A participação nas atividades do Centro do Património da Estremadura proporciona aos membros da sua Direção valiosas oportunidades de reflexão. Enquanto historiador, tendo a dar maior atenção ao devir do que à permanência.
Porém, é desta que se ocupa a recolha e revivificação de tradições populares, levada a cabo, entre outros agentes, pelas associações e ranchos folclóricos, com quem temos tido felizes ocasiões de conviver mais de perto, nomeadamente nos encontros “Falando de Etnografia”, organizados pelo CEPAE, em parceria com a Associação Folclórica da Região de Leiria – Alta Estremadura, nomeadamente nas sedes dos ranchos de Santa Catarina da Serra, Pombal e Alvorge.
Um dos aspetos mais referidos nestes encontros é o problema da genuinidade das reconstituições do traje, que nos pode levar longe em considerações.

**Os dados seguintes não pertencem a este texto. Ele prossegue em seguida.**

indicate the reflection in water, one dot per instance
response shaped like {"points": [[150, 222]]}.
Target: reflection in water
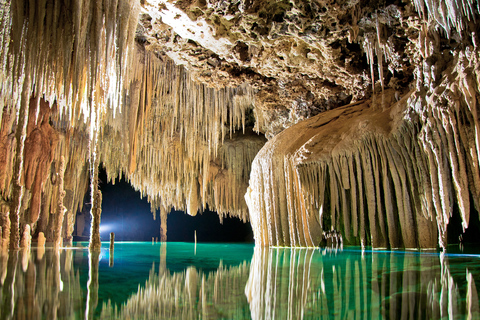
{"points": [[190, 294], [42, 286], [276, 284], [308, 284]]}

Nestes casos, a genuinidade é medida pela memória daqueles de quem ainda nos lembramos – os nossos pais e avós.
É certo que a cultura popular, objeto da etnografia, se caracteriza por um vasto anonimato, pela tradição oral mais do que pela escrita e por lentas mudanças.
Não é de admirar que uma saia [LER_MAIS] dos anos trinta do séc. XX não fosse significativamente diferente de uma outra do fim do séc. XIX.
Porém, desenhos e gravuras, mais abundantes a partir de finais do séc. XVIII, bem como fotografias antigas, ilustram diferenças e mutações de costumes, por vezes oriundas de outros estratos sociais e regiões.
Lembro-me do c aso do fandango. Somos nós próprios – os da minha geração e de meus pais – quem assistiu a transformações mais dramáticas na cultura popular, que, na sua genuinidade de hoje, teríamos muita dificuldade em caracterizar.
Com legítima nostalgia, aferramo-nos à memória próxima como se longínqua e intemporal fosse.
A verdade, quer-me parecer, é que ainda não chegou à memória da cultura popular a democratização necessária para que esta possa ser encarada como parte de uma história maior, menos umbilical, capaz de se rever nas virtualidades e traumas das relações entre as classes populares e a restante sociedade; como parte da história do país, da rica relação entre regiões; como parte, em suma, da história e não como seu parente pobre.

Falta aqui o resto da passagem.